Random Heroes: Gold Edition Review

Many people find beauty in simplicity.

Taking a concept and distilling it down to its foundation while retaining something engaging takes careful planning and sharp execution. And, for the most part, Random Heroes: Gold Edition does an admirable job taking the elements of a typical run-and-gun platformer and stripping away the complications and pretence. The game doesn’t come close to doing anything remotely interesting as a platformer, but it’s a solid casual experience at a very reasonable price point.

While amusing, this Abraham Lincoln doppelganger controls exactly like all the other characters.

I’ll preface this review with a word of warning: If you’ve signed up for Random Heroes because you want an intense, in-depth story, you should back out now. Basically, a group of random heroes must save the world from alien invaders – that’s it. The heroes, as the title implies, have a completely random quality. Is that Abraham Lincoln sporting a shotgun? Did Jason Voorhees just purchase an assault rifle? And what is that pirate doing with advanced futuristic weaponry? Everything about this game feels entirely random.

But, honestly, that’s fine. Given the lack of story, the developers don’t need to justify why someone dressed like Abraham Lincoln (or possibly Abraham Lincoln himself) decided to grab the nearest firearm and begin raining bullets down upon his otherworldly adversaries. The lack of story almost seems to work in favour of the game’s nonsensical nature; you don’t need to explain why the world, characters, and weapons feel so random if the very nature of the game itself embraces an air of randomness. Maybe I’m going too deep here.

Level design feels pretty basic, but the game handles very well.

Since the story has brazenly skipped town, Random Heroes lives or dies on the strength of its gameplay. Again, the experience doesn’t break new ground, nor does it even come close. Instead, the developers have taken the simplest run-and-gun concept and tightened it to the best of their abilities. As a result, Random Heroes features responsive controls that do exactly what they should – and not a drop more. It’s a very admirable experience from top to bottom, though, it’s important to temper your expectations at the door. Platformers don’t get much more basic than this, and if you’re a master of the genre, you’ll blow through this one with ease.

What Random Heroes lacks in challenge and depth it makes up for in quantity. You’ll jump and shoot your way through over 100 levels of middling variety, blasting an assortment of generic, bullet-sponge enemies along the way. You can gain a total of three stars per level based on your performance, and stars allow you to unlock additional random characters. The coins you collect throughout your travels, meanwhile, provide you with currency to purchase new, more powerful weapons. But don’t expect anything too deep; while the guns do feel different, you won’t see any difference between, say, Jason Voorhees and Abraham Lincoln.

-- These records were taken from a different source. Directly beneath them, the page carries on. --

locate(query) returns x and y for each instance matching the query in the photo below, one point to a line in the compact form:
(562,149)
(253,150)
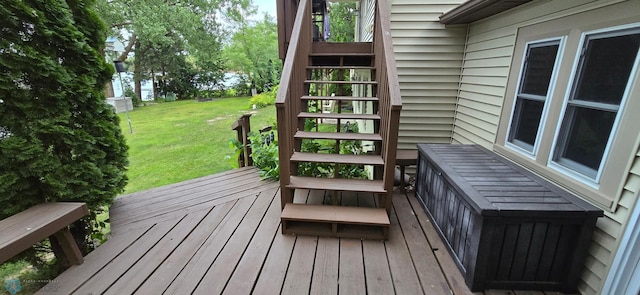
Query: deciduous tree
(59,140)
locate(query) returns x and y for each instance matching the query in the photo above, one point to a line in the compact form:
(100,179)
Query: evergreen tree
(59,140)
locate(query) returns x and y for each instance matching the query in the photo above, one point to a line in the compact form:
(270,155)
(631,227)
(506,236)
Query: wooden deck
(221,235)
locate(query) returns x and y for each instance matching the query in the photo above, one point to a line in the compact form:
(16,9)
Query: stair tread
(314,54)
(358,98)
(337,158)
(340,82)
(337,184)
(338,135)
(339,116)
(341,67)
(335,214)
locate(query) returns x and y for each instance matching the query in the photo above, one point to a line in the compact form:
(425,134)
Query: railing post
(242,127)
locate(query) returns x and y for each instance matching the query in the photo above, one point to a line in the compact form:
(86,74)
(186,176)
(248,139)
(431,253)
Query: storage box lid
(494,186)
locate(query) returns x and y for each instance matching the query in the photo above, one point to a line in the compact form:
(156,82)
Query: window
(570,111)
(534,88)
(600,85)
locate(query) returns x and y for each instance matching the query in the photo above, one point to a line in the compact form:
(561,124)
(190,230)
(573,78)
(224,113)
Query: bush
(264,152)
(59,141)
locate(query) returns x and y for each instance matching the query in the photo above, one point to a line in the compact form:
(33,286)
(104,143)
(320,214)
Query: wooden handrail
(291,88)
(390,102)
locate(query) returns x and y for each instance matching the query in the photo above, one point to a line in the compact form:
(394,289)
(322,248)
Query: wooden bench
(23,230)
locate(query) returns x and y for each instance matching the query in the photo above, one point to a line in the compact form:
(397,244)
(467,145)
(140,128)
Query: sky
(268,6)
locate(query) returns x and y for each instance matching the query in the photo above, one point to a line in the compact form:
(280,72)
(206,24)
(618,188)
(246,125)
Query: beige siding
(428,57)
(481,98)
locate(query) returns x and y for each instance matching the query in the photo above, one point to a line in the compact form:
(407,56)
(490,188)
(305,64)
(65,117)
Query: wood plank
(338,135)
(403,272)
(202,260)
(194,196)
(300,196)
(448,266)
(214,281)
(349,199)
(69,246)
(185,206)
(327,213)
(340,82)
(330,48)
(142,198)
(76,275)
(351,276)
(340,98)
(183,209)
(108,275)
(337,158)
(429,273)
(337,184)
(298,278)
(346,67)
(167,202)
(171,267)
(152,259)
(275,268)
(342,116)
(376,268)
(317,197)
(248,269)
(325,270)
(23,230)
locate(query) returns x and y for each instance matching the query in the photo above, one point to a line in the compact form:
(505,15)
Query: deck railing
(288,103)
(242,127)
(388,93)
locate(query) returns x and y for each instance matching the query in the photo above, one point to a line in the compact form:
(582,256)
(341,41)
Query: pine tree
(59,140)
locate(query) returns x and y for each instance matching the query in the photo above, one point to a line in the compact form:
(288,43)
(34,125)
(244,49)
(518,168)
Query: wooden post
(242,128)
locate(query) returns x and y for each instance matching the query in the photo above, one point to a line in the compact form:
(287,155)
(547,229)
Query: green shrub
(264,153)
(59,141)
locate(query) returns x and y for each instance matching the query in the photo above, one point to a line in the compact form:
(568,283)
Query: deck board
(220,271)
(221,234)
(325,272)
(351,275)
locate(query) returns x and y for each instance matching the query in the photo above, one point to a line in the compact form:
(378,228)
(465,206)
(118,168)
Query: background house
(461,70)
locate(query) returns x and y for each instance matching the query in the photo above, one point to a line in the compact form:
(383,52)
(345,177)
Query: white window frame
(593,182)
(545,110)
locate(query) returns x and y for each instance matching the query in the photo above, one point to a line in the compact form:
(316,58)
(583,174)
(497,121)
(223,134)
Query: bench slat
(21,231)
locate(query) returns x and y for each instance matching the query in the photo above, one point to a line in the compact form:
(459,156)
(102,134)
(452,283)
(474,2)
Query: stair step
(338,135)
(341,98)
(335,221)
(337,158)
(341,82)
(341,68)
(348,54)
(344,116)
(337,184)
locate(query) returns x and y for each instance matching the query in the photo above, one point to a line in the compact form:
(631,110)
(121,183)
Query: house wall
(485,75)
(428,57)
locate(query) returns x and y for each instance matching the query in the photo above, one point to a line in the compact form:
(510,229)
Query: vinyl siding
(429,59)
(481,97)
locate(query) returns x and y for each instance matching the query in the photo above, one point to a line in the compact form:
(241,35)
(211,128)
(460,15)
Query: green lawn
(177,141)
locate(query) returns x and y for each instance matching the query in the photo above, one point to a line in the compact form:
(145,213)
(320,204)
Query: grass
(177,141)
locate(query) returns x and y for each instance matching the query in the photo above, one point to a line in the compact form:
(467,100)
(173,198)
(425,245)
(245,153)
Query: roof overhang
(474,10)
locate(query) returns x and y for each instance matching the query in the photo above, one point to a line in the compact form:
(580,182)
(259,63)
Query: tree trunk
(137,77)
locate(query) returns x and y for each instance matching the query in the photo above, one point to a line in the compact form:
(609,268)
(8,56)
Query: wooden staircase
(319,74)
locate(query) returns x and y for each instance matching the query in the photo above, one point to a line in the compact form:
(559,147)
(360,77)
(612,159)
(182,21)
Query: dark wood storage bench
(506,227)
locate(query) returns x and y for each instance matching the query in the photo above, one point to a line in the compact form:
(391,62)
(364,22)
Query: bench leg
(69,246)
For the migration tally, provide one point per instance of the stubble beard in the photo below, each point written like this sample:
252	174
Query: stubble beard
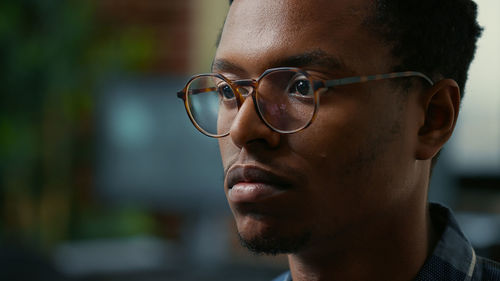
275	245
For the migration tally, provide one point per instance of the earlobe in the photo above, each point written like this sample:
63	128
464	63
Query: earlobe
441	106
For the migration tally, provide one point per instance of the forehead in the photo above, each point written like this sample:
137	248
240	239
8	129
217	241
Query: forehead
258	32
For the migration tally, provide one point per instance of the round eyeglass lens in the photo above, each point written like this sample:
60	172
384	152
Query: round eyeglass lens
212	104
286	101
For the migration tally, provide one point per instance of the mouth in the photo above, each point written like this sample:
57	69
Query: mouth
251	184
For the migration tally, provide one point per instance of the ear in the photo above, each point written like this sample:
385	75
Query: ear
441	106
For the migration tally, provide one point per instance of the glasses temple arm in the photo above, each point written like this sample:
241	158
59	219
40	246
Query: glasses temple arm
362	79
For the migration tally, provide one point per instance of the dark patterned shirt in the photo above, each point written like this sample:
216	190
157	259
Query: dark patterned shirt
453	258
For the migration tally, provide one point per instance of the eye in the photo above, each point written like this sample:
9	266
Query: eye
226	91
301	87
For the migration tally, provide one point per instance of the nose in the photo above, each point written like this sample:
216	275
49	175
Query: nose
248	127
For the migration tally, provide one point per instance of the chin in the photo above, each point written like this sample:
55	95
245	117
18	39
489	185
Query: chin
261	238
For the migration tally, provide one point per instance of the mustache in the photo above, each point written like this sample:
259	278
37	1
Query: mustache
270	170
250	173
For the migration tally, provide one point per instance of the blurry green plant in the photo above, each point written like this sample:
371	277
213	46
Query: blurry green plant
53	54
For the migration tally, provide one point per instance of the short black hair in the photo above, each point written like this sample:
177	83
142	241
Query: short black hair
437	38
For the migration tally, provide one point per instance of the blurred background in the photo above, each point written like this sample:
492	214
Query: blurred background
102	175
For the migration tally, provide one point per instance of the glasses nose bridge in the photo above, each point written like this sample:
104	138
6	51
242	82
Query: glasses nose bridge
246	87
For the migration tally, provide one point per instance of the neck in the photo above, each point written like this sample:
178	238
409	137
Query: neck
393	246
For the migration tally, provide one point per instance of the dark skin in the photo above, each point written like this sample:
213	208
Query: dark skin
357	177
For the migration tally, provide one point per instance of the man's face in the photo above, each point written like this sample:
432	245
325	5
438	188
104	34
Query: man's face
352	166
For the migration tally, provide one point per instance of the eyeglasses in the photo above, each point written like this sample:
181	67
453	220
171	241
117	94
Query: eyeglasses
286	99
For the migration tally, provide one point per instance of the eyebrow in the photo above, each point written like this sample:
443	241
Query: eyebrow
314	58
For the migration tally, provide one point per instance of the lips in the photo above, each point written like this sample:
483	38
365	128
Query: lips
251	184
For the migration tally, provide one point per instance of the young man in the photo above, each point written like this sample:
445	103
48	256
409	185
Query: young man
329	114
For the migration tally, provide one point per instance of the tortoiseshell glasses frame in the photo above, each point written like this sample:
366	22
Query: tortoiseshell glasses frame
286	115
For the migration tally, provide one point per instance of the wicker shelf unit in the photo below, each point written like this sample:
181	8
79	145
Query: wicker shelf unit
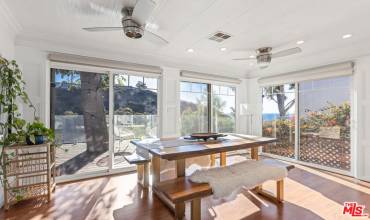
30	172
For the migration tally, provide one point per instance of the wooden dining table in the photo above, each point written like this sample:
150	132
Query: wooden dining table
181	148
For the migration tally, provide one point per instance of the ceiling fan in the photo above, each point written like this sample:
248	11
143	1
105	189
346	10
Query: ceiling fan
134	22
264	55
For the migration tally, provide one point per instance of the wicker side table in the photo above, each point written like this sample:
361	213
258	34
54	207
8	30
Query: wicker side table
30	172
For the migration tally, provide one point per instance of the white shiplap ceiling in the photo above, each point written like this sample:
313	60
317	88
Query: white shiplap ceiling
189	23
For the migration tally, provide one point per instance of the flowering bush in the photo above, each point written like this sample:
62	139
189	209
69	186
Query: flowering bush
329	116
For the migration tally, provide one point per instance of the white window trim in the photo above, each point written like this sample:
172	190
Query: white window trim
353	147
110	72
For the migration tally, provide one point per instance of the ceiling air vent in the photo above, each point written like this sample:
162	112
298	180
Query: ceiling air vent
219	36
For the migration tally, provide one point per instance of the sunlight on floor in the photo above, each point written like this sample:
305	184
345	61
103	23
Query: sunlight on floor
335	179
238	208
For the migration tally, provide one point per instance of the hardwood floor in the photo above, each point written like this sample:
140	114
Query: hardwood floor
309	194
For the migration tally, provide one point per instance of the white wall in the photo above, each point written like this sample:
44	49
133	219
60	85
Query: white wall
7	35
362	118
170	100
360	115
36	73
7	39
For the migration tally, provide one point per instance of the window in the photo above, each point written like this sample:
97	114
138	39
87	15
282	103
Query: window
79	117
278	118
324	128
135	113
206	107
325	122
194	107
223	109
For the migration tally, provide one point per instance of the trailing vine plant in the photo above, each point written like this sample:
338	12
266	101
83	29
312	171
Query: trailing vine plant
12	126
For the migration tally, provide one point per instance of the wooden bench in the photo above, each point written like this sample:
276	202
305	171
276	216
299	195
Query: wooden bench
182	189
142	164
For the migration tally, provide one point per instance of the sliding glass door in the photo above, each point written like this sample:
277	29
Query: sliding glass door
324	121
278	119
135	113
81	117
207	108
194	108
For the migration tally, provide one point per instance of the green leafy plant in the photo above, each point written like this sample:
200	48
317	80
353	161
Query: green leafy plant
37	128
12	126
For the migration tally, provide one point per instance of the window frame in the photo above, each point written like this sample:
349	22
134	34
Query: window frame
209	98
110	72
354	156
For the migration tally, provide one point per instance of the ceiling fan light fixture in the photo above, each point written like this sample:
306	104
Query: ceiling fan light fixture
131	28
263	60
346	36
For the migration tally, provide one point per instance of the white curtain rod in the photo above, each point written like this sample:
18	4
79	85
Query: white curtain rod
206	76
105	63
328	71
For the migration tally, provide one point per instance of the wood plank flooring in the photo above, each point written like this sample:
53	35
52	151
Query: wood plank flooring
309	193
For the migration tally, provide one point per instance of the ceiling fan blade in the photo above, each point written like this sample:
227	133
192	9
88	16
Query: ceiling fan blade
99	29
247	58
142	11
287	52
154	38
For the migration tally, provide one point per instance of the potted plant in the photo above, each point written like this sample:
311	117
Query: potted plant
36	133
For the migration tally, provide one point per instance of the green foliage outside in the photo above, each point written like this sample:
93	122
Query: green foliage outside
329	116
194	116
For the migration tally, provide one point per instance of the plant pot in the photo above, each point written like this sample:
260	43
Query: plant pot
39	139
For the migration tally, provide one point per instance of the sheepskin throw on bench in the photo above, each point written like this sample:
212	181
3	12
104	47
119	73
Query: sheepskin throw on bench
226	180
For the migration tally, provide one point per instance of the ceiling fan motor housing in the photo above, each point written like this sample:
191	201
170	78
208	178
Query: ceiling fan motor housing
131	28
264	57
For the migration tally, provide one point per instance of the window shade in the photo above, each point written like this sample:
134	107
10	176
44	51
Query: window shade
333	70
98	62
206	76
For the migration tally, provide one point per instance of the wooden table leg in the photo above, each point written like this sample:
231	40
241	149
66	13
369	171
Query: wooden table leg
196	209
254	153
180	172
254	156
280	190
223	159
146	175
156	169
213	160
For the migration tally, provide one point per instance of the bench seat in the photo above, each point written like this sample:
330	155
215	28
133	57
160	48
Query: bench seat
142	168
182	190
136	159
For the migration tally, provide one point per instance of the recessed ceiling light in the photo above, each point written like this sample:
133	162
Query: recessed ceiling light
346	36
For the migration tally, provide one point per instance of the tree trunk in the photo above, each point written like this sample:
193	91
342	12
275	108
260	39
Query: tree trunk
95	124
281	104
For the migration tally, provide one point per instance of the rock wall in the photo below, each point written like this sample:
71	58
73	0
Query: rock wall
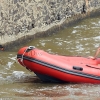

The retro art design perfectly suits the game’s light-hearted tone.

Random Heroes: Gold Edition lands right in the middle of the road. Genre veterans won’t find anything noteworthy here unless they just want a casual experience to help them unwind. However, if you’re new to platformers but feel intimidated by the complexity of other titles, Random Heroes can help ease you into the genre. Everything works as it should, and it’s a pretty good bargain for its price point. If you don’t mind the simplicity, the generic design, and the utter randomness of the package as a whole, Random Heroes: Gold Edition should help you mindlessly burn through a few hours of a lazy weekend afternoon.

Random Heroes: Gold Edition £4.99


Random Heroes: Gold Edition certainly has its charms, though chances are it won’t impress those who want an original platformer that pushes the genre in exciting in new directions. That said, it’s a perfect entry point for newcomers.